About C. difficile infection

C. difficile infection (CDI) is a serious and potentially deadly disease that impacts people across the globe. The C. difficile bacterium causes debilitating symptoms such as severe diarrhea, fever, stomach tenderness or pain, loss of appetite, nausea, and colitis (an inflammation of the colon).[1] Declared a public health threat by the U.S. Centers for Disease Control and Prevention (CDC) requiring urgent and immediate action, CDI causes an estimated half a million illnesses and tens of thousands of deaths in the U.S. alone each year.[1,2,3]

C. difficile infection often is the start of a vicious cycle of recurrence, causing a significant burden for patients and the healthcare system.[4,5] It has been estimated that up to 35% of CDI cases recur after initial diagnosis and people who have had a recurrence are at significantly higher risk of further infections.[6,7,8,9] After the first recurrence, it has been estimated that up to 65% of patients may develop a subsequent recurrence.[8,9]

About RBX2660

RBX2660 is an investigational microbiota-based live biotherapeutic studied for its potential to reduce recurrence of C. difficile infection after antibiotic treatment. RBX2660 has been granted Orphan and Breakthrough Therapy designations from the U.S. Food and Drug Administration (FDA). RBX2660 was developed by Rebiotix, a Ferring company.

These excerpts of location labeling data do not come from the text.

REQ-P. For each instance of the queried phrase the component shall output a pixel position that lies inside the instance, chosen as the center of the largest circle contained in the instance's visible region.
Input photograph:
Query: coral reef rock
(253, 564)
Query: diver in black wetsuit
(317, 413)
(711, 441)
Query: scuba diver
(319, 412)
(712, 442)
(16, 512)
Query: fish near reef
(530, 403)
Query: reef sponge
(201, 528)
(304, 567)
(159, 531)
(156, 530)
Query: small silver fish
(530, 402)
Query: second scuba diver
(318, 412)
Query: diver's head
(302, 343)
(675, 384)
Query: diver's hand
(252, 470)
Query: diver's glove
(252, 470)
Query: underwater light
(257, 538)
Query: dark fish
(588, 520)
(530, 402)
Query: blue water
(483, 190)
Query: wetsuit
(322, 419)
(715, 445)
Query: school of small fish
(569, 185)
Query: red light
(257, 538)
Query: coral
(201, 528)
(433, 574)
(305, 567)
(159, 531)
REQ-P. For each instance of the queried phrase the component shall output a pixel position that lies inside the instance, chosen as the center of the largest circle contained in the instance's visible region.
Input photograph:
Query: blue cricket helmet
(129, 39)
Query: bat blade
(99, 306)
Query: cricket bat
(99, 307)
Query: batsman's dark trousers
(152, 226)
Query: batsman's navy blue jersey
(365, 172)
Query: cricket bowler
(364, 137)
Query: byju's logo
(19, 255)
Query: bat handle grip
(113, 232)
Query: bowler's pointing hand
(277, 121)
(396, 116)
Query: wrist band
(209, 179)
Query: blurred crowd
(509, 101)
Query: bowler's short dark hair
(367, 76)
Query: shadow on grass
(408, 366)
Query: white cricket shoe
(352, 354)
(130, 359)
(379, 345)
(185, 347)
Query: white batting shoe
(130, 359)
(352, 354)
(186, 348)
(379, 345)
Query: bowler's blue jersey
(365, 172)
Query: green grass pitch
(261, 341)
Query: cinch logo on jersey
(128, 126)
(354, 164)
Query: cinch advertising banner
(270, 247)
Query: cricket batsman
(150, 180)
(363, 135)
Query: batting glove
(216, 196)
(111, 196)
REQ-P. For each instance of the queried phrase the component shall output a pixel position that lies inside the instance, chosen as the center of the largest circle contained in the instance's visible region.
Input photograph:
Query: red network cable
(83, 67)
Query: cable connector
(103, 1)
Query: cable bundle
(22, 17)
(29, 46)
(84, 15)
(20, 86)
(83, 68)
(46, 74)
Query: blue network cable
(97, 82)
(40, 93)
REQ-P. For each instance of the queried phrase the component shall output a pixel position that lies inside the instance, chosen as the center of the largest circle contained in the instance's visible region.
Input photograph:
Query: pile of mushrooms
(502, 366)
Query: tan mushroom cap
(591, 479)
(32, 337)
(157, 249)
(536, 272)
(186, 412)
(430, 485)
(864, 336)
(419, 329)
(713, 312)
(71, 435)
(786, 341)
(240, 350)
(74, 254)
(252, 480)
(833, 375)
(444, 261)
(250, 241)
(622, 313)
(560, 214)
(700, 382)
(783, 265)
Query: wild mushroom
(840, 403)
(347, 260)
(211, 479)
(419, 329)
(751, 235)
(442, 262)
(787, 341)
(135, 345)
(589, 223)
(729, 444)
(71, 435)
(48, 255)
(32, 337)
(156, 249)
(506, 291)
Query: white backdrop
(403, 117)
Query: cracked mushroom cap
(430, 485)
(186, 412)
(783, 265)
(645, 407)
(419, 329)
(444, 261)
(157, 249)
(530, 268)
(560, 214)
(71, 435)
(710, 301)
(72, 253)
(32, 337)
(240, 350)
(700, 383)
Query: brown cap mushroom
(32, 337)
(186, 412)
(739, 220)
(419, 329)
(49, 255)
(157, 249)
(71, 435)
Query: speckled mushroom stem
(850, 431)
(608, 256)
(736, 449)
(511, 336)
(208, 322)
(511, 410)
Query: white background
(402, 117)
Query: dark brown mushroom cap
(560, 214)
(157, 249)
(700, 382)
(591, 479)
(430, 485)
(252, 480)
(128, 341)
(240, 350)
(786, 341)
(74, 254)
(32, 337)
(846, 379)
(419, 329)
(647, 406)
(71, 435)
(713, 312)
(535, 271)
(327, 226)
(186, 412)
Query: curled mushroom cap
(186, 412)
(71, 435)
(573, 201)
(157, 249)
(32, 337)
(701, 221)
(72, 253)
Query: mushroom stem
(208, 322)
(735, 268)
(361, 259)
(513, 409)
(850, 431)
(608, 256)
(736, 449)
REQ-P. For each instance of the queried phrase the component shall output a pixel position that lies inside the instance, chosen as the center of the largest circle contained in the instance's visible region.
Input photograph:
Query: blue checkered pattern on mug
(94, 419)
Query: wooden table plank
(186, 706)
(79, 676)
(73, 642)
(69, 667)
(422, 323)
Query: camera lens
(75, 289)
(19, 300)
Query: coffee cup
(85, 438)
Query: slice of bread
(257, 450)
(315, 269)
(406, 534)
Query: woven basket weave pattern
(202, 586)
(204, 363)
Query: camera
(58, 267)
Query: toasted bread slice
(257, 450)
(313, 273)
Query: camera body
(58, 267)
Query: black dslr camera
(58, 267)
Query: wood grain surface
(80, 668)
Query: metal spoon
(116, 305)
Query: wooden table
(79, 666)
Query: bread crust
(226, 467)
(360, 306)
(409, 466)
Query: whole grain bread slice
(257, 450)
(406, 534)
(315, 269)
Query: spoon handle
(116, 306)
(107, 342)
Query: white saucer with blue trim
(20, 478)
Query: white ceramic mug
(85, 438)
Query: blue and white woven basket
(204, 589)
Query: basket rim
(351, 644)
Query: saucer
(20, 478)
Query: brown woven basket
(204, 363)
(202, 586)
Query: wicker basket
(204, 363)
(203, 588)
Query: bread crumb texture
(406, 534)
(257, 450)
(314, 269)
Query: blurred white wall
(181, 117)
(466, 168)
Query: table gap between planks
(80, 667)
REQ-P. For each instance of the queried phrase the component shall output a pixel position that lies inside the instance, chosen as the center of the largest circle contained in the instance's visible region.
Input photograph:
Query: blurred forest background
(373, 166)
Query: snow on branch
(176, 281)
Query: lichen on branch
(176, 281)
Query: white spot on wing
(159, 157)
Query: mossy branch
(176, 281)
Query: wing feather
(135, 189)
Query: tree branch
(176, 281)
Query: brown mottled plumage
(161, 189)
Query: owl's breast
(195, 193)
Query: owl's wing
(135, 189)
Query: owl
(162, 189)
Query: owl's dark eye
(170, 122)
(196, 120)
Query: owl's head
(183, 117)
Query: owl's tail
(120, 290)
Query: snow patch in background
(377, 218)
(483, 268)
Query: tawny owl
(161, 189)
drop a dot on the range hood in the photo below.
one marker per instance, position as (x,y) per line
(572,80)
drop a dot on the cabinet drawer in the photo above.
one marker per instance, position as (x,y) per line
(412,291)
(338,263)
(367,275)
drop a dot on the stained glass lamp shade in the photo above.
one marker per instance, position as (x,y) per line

About the PUNCH™ CD3 Clinical Trial (Clinicaltrials.gov identifier: NCT03244644)

PUNCH CD3 is a Phase 3, prospective, multi-center, randomized, double-blinded, placebo-controlled clinical trial evaluating the efficacy and safety of RBX2660 vs. placebo in preventing rCDI. The study included adults ages 18 or older who had at least one recurrence after a primary episode of CDI. Participants were followed up to 8 weeks for the efficacy analysis, and up to six months for the safety analysis.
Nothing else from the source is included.